ECONOMY

State debts to third parties keep rising

The state’s expired debts to third parties are mounting by the month according to the data announced on Thursday by Alternate Finance Minister Christos Staikouras. In the period from January to October 2014 the state’s obligations came to 4.22 billion euros, against 4.06 billion euros in the year to end-September, mostly due to the debts of healthcare service organization EOPYY.

The amount of 4.22 billion euros would have been greater still had it included the tax rebates that tax authorities have not yet confirmed, and customs tax rebates.

Nevertheless Staikouras stated that by the end of the year the state’s expired debts “will have been reduced further by about 1 billion euros” thanks to the supplementary credit already supplied by the General Accounting Office to general government entities and the effect of mechanisms for the automatic correction of excessive healthcare expenditure.

As for the budget’s primary surplus, it continued strong through end-October, reaching 3.5 billion euros, or 1.9 percent of gross domestic product, according to General Accounting Office data released yesterday. In the same period last year the primary surplus had amounted to 1.4 billion euros or 0.8 percent of GDP.

“With unprecedented sacrifices by households and enterprises, the target for the primary result of the general government for a 1.5 percent surplus will be attained, as expressed also in the 2015 budget currently being debated in Parliament,” stated Staikouras.

The national debt amounted to 321.22 billion euros at the end of October, down from 321.22 billion at end-2013. State guarantees have declined considerably from 76.1 billion euros at the end of 2013 to 54.63 billion at end-October.

However, there was a notable drop in the revenues of social security funds, local authorities and state corporations. Social security funds saw their revenues decline in the first 10 months of the year to 28.32 billion euros from 32.74 billion in the same period last year, while local authority revenues fell to 4.93 billion from 5.64 billion a year earlier and state corporations reported a revenue drop from 5.37 billion to 4.17 billion euros this year to end-October.

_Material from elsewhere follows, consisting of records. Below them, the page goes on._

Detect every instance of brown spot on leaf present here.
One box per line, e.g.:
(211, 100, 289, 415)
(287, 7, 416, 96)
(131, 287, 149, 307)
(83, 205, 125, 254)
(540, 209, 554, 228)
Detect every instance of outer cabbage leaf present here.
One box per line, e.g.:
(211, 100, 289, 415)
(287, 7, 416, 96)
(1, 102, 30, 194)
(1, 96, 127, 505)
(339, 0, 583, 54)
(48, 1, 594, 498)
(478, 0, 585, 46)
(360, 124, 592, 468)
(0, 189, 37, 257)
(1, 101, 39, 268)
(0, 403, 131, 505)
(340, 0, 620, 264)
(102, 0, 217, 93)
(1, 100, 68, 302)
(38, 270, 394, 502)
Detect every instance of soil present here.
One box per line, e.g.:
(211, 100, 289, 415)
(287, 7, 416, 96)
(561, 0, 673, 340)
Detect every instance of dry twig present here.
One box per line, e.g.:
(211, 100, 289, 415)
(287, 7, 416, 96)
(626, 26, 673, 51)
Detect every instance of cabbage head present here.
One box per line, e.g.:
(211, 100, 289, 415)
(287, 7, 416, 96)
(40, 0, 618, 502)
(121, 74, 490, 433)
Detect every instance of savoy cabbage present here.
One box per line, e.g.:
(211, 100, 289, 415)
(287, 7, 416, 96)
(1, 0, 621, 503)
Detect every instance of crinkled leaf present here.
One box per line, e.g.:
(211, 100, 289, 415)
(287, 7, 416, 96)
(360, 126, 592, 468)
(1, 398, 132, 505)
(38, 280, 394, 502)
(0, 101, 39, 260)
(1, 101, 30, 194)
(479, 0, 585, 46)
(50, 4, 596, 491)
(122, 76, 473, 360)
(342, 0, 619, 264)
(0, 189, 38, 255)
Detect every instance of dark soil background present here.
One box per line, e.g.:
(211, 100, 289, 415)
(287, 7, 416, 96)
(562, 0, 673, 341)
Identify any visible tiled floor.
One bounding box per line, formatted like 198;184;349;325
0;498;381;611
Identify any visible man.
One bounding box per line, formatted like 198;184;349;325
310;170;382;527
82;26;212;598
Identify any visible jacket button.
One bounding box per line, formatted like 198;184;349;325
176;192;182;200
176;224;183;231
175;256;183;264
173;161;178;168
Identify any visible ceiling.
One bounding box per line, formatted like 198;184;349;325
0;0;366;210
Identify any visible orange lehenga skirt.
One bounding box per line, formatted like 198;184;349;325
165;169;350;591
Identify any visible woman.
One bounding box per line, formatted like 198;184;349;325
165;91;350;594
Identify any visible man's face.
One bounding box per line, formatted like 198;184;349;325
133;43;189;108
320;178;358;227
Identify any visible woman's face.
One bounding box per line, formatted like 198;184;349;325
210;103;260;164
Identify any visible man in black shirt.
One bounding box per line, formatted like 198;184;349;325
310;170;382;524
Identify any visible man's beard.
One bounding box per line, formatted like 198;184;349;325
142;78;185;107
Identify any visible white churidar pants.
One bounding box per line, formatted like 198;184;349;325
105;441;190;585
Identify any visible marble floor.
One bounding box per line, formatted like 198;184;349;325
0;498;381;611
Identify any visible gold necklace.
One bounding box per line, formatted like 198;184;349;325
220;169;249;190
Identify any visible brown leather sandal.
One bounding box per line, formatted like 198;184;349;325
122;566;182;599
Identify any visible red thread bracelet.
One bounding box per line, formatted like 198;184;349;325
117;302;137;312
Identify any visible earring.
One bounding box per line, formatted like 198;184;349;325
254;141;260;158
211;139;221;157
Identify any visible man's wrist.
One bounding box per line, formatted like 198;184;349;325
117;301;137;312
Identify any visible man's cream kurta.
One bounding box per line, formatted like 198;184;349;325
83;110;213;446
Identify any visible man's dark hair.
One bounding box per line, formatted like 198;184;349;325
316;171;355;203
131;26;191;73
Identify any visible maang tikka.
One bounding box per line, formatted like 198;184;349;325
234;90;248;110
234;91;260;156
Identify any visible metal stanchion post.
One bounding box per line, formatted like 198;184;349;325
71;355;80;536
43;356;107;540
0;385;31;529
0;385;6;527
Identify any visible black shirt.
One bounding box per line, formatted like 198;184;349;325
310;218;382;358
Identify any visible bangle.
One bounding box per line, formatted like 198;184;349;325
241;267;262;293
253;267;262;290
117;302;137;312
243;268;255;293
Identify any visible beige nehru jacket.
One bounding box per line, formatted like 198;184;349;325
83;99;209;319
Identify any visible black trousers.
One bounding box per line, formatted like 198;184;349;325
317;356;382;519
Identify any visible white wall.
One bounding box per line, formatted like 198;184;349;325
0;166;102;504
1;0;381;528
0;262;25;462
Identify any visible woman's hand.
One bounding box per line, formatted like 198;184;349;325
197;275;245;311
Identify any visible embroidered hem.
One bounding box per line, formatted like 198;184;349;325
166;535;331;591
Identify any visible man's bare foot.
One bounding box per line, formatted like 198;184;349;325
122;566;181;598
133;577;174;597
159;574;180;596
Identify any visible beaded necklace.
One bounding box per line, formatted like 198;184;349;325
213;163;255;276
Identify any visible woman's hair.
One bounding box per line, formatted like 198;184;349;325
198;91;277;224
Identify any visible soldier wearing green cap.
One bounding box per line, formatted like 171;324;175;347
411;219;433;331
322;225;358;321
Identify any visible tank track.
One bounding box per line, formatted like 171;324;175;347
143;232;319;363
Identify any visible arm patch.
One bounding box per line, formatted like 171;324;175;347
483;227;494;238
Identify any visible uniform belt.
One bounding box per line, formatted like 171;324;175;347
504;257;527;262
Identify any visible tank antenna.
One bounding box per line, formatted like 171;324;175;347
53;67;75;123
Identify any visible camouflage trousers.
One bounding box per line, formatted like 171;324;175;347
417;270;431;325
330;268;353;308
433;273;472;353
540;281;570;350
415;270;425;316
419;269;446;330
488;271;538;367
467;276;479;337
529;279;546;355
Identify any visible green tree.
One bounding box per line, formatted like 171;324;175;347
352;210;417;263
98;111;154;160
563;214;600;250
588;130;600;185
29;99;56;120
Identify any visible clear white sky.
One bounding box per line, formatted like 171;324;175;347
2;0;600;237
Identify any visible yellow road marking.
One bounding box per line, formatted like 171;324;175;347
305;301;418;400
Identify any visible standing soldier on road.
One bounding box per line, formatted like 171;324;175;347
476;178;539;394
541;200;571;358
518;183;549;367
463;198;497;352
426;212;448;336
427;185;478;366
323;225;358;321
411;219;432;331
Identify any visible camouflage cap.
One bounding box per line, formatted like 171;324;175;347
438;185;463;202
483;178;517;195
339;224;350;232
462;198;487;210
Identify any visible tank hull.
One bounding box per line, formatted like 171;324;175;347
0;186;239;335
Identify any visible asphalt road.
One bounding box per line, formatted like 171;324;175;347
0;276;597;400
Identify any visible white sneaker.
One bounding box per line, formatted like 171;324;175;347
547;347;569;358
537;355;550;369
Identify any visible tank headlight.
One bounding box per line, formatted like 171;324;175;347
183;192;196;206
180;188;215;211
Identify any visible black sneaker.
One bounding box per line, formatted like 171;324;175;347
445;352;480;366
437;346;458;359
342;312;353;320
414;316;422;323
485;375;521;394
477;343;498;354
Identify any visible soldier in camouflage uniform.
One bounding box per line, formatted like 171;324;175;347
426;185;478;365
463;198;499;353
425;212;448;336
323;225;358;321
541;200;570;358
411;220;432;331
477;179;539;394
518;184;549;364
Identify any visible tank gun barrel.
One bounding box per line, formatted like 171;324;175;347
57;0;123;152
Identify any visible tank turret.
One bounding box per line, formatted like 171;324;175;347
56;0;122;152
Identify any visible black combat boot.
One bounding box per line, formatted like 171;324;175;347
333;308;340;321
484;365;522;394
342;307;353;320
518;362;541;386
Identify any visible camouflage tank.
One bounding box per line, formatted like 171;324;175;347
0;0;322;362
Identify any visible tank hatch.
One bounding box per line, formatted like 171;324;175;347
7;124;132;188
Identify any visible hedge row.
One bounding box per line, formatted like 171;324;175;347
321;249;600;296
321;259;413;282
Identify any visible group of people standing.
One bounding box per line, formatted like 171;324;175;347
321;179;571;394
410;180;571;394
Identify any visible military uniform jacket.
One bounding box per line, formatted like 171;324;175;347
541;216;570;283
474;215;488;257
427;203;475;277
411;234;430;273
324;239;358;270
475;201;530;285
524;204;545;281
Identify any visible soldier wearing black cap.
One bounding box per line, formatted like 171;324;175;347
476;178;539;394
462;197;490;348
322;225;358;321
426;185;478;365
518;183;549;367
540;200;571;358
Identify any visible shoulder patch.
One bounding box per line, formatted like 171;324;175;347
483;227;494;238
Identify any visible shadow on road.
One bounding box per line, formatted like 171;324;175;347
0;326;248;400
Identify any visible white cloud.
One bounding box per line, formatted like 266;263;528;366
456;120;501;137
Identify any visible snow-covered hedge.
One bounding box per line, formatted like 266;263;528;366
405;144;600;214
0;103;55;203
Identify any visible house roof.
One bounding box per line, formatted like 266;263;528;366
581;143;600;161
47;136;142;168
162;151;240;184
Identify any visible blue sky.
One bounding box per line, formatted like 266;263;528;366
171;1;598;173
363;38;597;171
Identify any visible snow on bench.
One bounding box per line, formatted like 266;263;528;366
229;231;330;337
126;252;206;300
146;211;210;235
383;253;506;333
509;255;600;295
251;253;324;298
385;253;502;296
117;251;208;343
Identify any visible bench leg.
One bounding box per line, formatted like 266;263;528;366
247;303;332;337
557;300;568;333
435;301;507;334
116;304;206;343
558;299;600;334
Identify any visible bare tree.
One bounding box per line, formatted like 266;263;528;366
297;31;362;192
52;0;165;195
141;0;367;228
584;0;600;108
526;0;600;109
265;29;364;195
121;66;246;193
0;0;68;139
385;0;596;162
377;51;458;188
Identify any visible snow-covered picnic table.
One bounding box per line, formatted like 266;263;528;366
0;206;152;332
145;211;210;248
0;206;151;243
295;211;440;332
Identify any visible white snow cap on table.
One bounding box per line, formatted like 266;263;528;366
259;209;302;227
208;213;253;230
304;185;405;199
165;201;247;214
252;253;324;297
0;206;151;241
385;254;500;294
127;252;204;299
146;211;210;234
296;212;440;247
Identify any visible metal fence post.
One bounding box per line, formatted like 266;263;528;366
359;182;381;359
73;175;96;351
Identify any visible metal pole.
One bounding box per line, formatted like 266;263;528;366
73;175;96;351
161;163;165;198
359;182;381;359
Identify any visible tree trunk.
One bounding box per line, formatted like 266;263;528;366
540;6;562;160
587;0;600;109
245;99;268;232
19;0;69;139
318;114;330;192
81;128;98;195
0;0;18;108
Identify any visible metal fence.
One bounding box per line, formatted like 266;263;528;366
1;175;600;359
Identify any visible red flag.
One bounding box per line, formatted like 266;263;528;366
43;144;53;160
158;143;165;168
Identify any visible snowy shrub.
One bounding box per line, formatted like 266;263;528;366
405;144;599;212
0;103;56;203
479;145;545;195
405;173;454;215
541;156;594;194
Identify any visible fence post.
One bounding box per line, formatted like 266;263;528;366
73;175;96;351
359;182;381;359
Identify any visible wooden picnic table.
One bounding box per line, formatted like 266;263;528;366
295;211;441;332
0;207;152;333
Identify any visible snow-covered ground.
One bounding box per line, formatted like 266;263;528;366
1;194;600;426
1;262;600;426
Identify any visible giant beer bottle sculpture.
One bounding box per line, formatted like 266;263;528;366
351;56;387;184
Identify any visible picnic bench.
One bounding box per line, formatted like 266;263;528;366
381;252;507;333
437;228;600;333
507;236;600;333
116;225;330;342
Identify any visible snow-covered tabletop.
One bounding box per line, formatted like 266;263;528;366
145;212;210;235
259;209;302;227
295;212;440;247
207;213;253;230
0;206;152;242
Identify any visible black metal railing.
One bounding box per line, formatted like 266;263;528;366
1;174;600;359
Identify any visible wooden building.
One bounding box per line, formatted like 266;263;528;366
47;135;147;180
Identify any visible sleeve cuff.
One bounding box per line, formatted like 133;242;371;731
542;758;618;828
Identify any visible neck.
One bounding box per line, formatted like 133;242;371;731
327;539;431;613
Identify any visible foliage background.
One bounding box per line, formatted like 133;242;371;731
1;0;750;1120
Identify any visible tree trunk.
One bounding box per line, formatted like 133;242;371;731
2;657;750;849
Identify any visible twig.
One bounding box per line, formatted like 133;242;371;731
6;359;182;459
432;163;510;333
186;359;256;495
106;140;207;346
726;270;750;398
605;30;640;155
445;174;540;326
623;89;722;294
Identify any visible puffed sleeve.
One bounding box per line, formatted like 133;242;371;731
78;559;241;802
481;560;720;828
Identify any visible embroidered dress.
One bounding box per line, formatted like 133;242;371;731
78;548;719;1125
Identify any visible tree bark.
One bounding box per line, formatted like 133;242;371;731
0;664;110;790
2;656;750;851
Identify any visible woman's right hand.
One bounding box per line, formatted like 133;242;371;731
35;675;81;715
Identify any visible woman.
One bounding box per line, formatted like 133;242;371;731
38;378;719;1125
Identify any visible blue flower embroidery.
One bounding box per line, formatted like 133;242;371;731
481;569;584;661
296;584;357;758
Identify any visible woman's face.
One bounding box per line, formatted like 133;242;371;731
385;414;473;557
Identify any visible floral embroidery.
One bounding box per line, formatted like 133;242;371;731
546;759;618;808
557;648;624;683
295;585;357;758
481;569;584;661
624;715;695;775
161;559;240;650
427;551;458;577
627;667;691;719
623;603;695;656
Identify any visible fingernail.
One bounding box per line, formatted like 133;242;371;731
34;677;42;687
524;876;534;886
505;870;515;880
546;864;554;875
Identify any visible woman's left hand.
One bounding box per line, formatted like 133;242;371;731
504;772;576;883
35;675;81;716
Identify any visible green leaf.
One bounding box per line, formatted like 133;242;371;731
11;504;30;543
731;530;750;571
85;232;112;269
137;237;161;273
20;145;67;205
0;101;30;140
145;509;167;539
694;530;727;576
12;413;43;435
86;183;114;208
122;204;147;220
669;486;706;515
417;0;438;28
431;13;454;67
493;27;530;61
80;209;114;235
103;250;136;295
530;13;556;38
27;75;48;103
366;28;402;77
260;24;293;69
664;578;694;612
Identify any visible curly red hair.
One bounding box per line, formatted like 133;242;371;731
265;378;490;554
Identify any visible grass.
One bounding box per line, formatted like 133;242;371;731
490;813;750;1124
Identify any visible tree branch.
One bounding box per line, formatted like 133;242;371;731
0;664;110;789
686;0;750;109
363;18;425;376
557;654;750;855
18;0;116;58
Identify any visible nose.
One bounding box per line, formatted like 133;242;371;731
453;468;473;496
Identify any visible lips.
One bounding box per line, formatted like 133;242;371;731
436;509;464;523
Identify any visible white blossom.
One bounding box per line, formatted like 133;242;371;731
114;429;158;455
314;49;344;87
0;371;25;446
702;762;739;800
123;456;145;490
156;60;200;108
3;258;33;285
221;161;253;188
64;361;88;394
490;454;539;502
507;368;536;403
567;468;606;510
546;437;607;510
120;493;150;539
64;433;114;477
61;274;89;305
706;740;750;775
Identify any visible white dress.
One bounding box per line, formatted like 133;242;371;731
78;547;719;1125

To boost state revenues the Finance Ministry intends to employ all possible means to locate state debtors and deliver confiscation notices even if that is at hospitals or prisons.

The guidelines issued on Thursday by the General Secretariat for Public Revenues dictate that tax authorities will have to stick to the letter of the law and deliver the confiscation notices to hospital patients through the director of the institution, and to inmates through the prison director.